Three years ago, a long-overdue and much-anticipated debut album from Let's Play House co-head Jacques Renault finally hit shelves, and now, the follow-up effort, the sophomore swing, arrives.
If Zentrum was a sprawling and aspirant full-length, BK Club Beats, Breaks & Versions is an exacting and focused rejoinder, a powerful, punchy, and succinct exposition of Renault's skills and fortes. It's a deep-dive into the movements that sucked him into club music and a celebration of the inspirations that fueled his ascendance to DJ and producer in his own right.
What we give you here is an album of originals that have been conceived, orchestrated, and stitched together to function as a classic Renault peak-hour set—classic house sounds sandwiched between hip-hop breaks and disco licks, all glued into place with his trademark full-bodied, colorful, swinging drums. The A-side has a daytime glimmer and glisten to it, a sunniness that imparts it with a distinct top-down-crisscross-through-the-city flavor. The flip is just as pumped and uptempo, but it has a rounder bottom and feels murkier, steamier, and, by extension, more late-night.

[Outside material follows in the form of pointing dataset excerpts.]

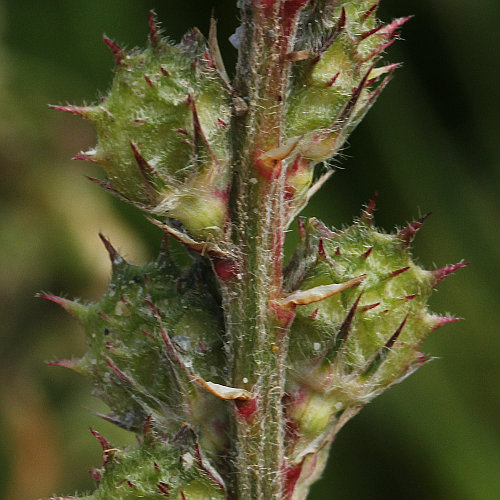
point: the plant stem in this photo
(257, 328)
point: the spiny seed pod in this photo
(335, 81)
(163, 134)
(349, 347)
(155, 349)
(157, 469)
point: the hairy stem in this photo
(256, 326)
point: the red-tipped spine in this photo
(439, 321)
(74, 308)
(83, 111)
(154, 31)
(114, 256)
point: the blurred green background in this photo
(429, 144)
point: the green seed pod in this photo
(155, 346)
(155, 470)
(163, 132)
(347, 348)
(335, 81)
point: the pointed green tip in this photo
(74, 308)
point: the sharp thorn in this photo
(85, 157)
(154, 31)
(114, 256)
(444, 272)
(74, 308)
(366, 254)
(369, 307)
(382, 354)
(83, 111)
(301, 228)
(367, 214)
(332, 80)
(369, 12)
(439, 321)
(164, 488)
(397, 272)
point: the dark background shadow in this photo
(429, 144)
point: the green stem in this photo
(256, 327)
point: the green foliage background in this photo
(430, 144)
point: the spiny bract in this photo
(348, 348)
(173, 468)
(334, 83)
(163, 132)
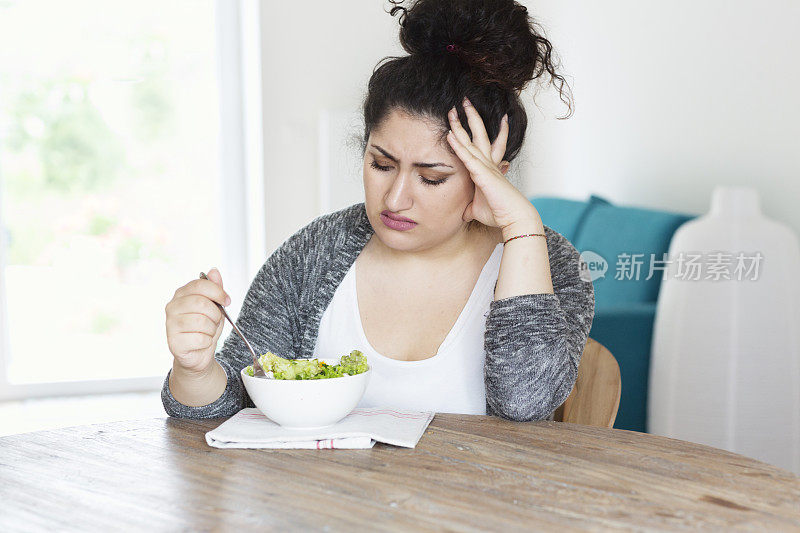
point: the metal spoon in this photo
(258, 370)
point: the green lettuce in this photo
(349, 365)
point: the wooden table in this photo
(466, 473)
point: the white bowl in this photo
(306, 403)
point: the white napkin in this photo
(249, 428)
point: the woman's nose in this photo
(399, 195)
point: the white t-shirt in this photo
(449, 382)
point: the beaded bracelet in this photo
(526, 235)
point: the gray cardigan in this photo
(532, 342)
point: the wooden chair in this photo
(594, 399)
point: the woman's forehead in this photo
(404, 135)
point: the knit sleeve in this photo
(533, 342)
(268, 318)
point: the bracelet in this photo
(526, 235)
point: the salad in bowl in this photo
(307, 393)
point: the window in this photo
(109, 181)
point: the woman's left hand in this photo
(497, 202)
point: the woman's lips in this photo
(399, 225)
(396, 217)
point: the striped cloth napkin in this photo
(364, 426)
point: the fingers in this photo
(215, 276)
(194, 303)
(207, 288)
(475, 166)
(463, 137)
(194, 323)
(499, 144)
(479, 136)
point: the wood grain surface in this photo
(467, 473)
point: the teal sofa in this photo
(625, 303)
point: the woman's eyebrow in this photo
(421, 165)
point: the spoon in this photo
(258, 370)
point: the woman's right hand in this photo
(194, 323)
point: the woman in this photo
(445, 277)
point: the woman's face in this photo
(409, 173)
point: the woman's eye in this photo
(376, 166)
(382, 168)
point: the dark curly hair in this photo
(498, 51)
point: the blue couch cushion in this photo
(625, 236)
(627, 331)
(560, 214)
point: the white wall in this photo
(671, 99)
(316, 56)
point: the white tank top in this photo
(449, 382)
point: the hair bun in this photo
(495, 39)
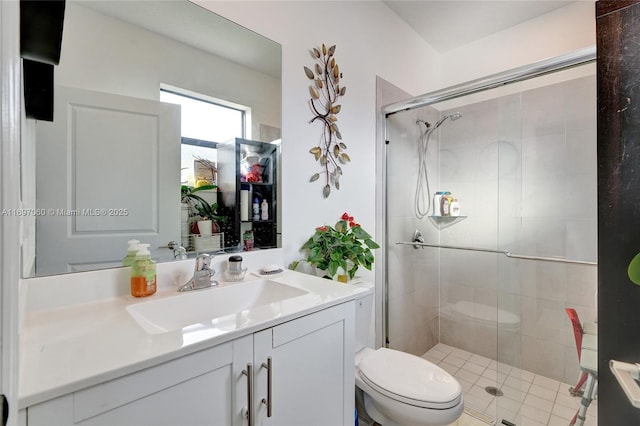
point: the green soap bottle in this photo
(143, 273)
(132, 250)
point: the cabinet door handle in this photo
(268, 401)
(249, 373)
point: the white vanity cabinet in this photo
(312, 370)
(311, 382)
(197, 389)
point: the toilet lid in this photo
(410, 379)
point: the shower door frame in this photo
(526, 72)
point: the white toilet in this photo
(399, 388)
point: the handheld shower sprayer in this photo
(422, 200)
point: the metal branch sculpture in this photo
(325, 92)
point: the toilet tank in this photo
(365, 323)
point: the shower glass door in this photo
(521, 163)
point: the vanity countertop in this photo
(64, 349)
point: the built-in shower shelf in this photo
(445, 221)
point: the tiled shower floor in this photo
(529, 399)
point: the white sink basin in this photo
(185, 309)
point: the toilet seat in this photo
(409, 379)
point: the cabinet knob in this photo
(268, 400)
(249, 373)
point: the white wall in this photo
(371, 41)
(561, 31)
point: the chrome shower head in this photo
(452, 117)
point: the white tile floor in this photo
(529, 399)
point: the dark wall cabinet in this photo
(252, 180)
(618, 46)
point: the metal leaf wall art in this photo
(325, 92)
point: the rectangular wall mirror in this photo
(127, 142)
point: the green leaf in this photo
(326, 191)
(309, 73)
(371, 244)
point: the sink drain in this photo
(493, 391)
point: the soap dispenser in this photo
(143, 273)
(132, 250)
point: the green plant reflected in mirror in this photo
(634, 269)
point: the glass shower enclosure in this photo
(482, 291)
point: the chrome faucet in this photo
(179, 252)
(202, 274)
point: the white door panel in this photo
(108, 170)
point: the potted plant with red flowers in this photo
(341, 248)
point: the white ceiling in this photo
(448, 24)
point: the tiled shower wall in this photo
(523, 166)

But the overarching achievement here is how Renault has crafted an album that's mood-agnostic; it's articulated with dancefloor language, but it's not beholden to the dancefloor. A satisfying, fulfilling journey that begins and ends with semicolons rather than exclamations or question marks. It takes off and descends determinedly and invites the option of there being a sequel, an epilogue, an encore, while not necessitating one. When it's all over, you'll ask yourself what's next—and then realize it's the A1.